Entwurf für Nahost-Resolution
USA und Frankreich endlich einig

Die USA und Frankreich haben sich in New York auf einen gemeinsamen Entwurf für eine Libanon-Resolution geeinigt. Das mühsam ausgehandelte Kompromisspapier werde am Freitag um 21 Uhr MESZ im Weltsicherheitsrat eingebracht, verlautete aus französischen Delegationskreisen.

HB NEW YORK. Die USA und Frankreich sowie andere „wichtige Mitglieder“ des UN-Sicherheitsrates hätten sich auf einen Entwurf geeinigt, sagte die britische Außenministerin Margaret Beckett am Freitag in New York vor Journalisten. „Wir haben einen einvernehmlichen Text.“ Der Entwurf solle dem 15 Mitglieder umfassenden UN-Sicherheitsrat um 21.00 MESZ vorgelegt werden. Sie hoffe auf eine Verabschiedung noch am Freitag. Der Text sei auch an Israel und den Libanon weitergeleitet worden und sie erwarte eine Zustimmung beider Länder. Die Abstimmung solle jedoch ungeachtet deren Reaktion erfolgen, sagte ein französischer UN-Diplomat. Beckett fügte hinzu, sollte die Resolution angenommen werden, erwarte sie, dass es etwa eine Woche dauere, bis sie umgesetzt werde. Zuvor hatte sich US-Außenministerin Condoleezza Rice persönlich in die Verhandlungen im UN-Hauptquartier eingeschaltet.

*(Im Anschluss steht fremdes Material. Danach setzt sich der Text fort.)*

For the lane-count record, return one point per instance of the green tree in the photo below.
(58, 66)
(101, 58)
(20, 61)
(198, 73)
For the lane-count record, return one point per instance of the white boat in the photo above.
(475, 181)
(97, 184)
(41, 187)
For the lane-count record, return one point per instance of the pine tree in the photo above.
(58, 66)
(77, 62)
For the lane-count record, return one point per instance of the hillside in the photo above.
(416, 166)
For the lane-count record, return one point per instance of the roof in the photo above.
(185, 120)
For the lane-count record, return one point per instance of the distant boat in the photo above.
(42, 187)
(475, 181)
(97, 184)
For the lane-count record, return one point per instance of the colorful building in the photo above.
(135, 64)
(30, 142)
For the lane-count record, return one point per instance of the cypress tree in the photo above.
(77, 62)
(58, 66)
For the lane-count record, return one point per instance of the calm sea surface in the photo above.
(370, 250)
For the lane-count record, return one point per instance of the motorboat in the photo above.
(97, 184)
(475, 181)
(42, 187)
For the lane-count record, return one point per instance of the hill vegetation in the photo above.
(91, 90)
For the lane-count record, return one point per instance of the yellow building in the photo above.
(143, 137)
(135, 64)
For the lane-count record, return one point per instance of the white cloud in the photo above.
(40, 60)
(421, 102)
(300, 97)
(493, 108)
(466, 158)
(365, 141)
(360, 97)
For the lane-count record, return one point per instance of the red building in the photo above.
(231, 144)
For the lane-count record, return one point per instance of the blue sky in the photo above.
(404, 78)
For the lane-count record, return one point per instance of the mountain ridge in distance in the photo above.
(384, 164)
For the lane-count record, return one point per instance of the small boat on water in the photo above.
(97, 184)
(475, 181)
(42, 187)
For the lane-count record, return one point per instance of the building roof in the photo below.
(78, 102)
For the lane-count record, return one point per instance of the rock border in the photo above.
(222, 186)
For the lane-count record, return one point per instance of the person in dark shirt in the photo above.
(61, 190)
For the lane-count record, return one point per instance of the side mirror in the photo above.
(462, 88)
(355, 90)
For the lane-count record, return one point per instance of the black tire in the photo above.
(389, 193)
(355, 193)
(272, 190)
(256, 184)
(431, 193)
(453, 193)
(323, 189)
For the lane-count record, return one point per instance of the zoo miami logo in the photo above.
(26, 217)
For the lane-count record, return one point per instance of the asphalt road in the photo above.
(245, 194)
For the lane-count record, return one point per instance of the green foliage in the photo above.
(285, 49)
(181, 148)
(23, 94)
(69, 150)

Einem israelischem Medienbericht reagierte Israels Ministerpräsident Ehud Olmert positiv auf den Entwurf. In Kreisen der libanesischen Regierung hieß es, dort gebe es wohl keine nennenswerten Einwände mehr.

In dem nun erzielten Kompromiss zwischen den USA und Frankreich wird zum einem „sofortigen Ende der Kampfhandlungen“ aufgerufen. Er sieht vor, dass die israelischen Soldaten nicht sofort vollständig, sondern schrittweise aus dem Libanon abziehen. Gleichzeitig sollen libanesische Einheiten in das Gebiet einrücken und die UN-Blauhelm-Soldaten dort mit bis zu 15 000 Soldaten aus Frankreich und anderen Ländern verstärkt werden. Darüber war schon am Donnerstag Einigkeit erzielt worden.

Die Hisbollah soll sich hinter den Litani-Fluss 20 Kilometer von der Grenze zu Israel entfernt zurückziehen, von wo aus sie Israel nicht mehr mit Raketen beschießen kann. In einer zweiten Resolution sollen innerhalb eines Monats die Bedingungen für einen dauerhaften Waffenstillstand sowie andere Details festgelegt werden, darunter die Freilassung der beiden von der Hisbollah entführten israelischen Soldaten.

Am Freitag ging es dann noch darum, ob die geplante internationale Sicherheitstruppe für den Südlibanon mit einem Mandat nach Kapitel VII der UN-Charta ausgestattet werden sollte. Damit könnte die Truppe auch offensiv gegen die radikal-islamische Hisbollah vorgehen. Israel war dafür, doch die libanesische Regierung strikt dagegen. Schließlich einigten sich die USA und Frankreich auf eine neue Formulierung, die zunächst noch nicht bekannt wurde.